Wednesday, 4 September 2024

1498C - Planar reflections

1498C - Planar reflections

Problem

We have a set of $n$ 2D planes. A particle comes from the left, and goes through all the planes. Initially it has power $k$. When this particle touches a plane, another particle with power $k-1$ is created, but in the reverse direction.

Find the total number of particles created in this process.

Note that the created particles can create more particles as they themselves hit the planes.
 

Solution

As soon as a particle hits a plane, we know that a new particle with $k-1$ power will be created in the reverse direction. And the initial particle itself will carry on, with the same power $k$.

Note that the new particle now can touch the planes that were before (on the left of) the initial particle - therefore this particle should have knowledge on how many planes are on the left of it, and how many on the right.

Note that left + right will always be $n$, therefore we can just keep track of the number of particles on the left, and the right ones will be $n - left$.

So to represent the state of a particle, we can say that there are $left$ particles to the left of it, and it has $k$ power, and it's going in the direction $dir$, which can be left or right.

We can create a memoization based DP, where we save outputs for these values in a map.

The key of the map will be $\{left, \{k, dir\}\}$  which will be represented by `pair<long long, pair<long long, long long>>` . (Even though $dir$ can be 0 / 1 I have used a `long long` here)

This map will output the total number of particles created because of this particle.

Now we can create a simple recursion based on the original statement.

$$ getDp(left, k, dir) = getDp(left, k - 1, 1 - dir) + getDp(left + 1, k, dir) $$
 Here the first item in RHS is the new particle created going in the reverse direction with 1 less power, and the second item is the original particle which now has one less plane to see.

This is pretty much the logic to the problem.

The interesting part is in the implementation itself.

I tried to submit the solution 6 times - let's iterate on each of the submission, and see how we improved it until an AC.

Implementations

Submission 1 : 1:* DP


Link : https://codeforces.com/contest/1498/submission/278463113

The DP in this case was not the one mentioned above. Instead it was different.

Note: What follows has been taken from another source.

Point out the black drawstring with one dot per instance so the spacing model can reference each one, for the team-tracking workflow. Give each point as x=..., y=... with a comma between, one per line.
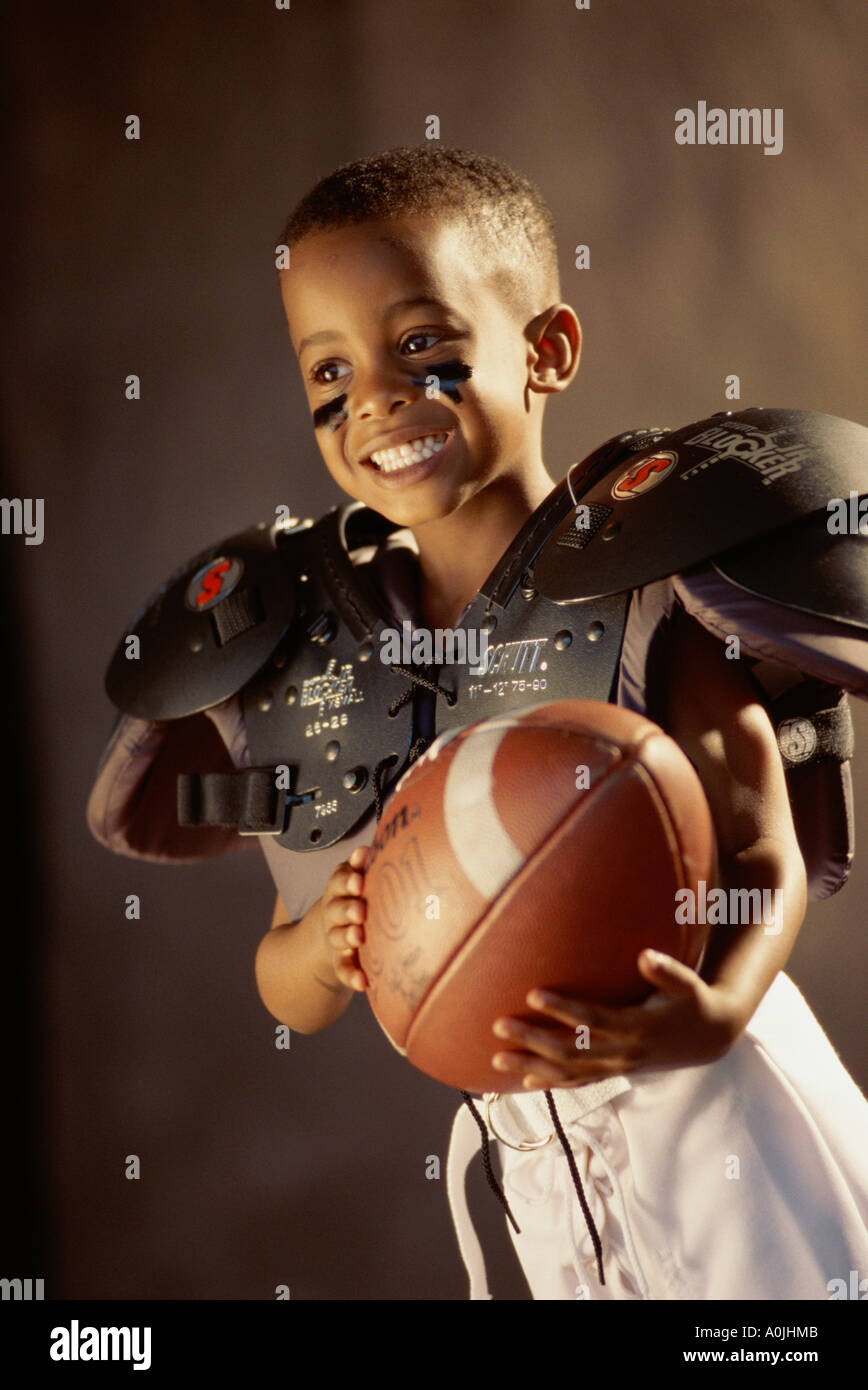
x=571, y=1161
x=490, y=1178
x=495, y=1189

As a particle goes through multiple planes, with power $k$, it will create particles of power $k-1$ in the reverse direction for each such plane.

So I created the DP around that with

If the particle is going in the right direction:

$$ getDp(left, right, k, direction) = 1 + \sum _{i = 1}^{right} getDp(left + i - 1, right - i + 1, k - 1, 1 - direction)$$

If the particle is going in the left direction:

$$ getDp(left, right, k, direction) = 1 + \sum _{i = 1}^{left} getDp(left - i + 1, right + i - 1, k - 1, 1 - direction)$$

The time complexity of this is *high* (what exactly and why?) therefore this easily gave me TLE

On time complexity of the above recursion


It's basically something like $O(right \times left \times right \times ...\text{k times})$
Since $O(right) = O(left) = O(n)$, the upper bound of this is $O(n^k)$.

But let's look into the total number of items possible inside DP. That is $O(left) \times O(right) \times O(k) \times 2 = 10^3 \times 10^3 \times 10^3 \times 2 = 2 \times 10^9$

But note that $left + right = n$ always, therefore there can be only $10^3$ valid combinations of left and right (ex : both left and right can not be 1)

Therefore a tighter bound on the number of items would be then $2 \times 10^6$

Which means the total number of possible states is within limits. But the number of times these states are accessed is high. (Basically one state inside the DP is accessed multiple times, leading to a high time complexity)

Submission 2 : 1:2 DP


Link : https://codeforces.com/contest/1498/submission/278717744

In this case, I improved upon by using a DP that had a lower time complexity. Basically similar to the one as used in the description, but note that I was still using a $right$ attribute which was actually not required. At this point I started to get a WA (wrong answer) instead of a TLE.
 

Time complexity of the new recursion


Earlier we had a n-ary tree, and now a binary one, with height = $O(n)$ or $O(k)$. Total number of nodes then are $2^{O(n)} = 2 ^ {10^3}$ which is lower than the time complexity of $n^k$ mentioned above.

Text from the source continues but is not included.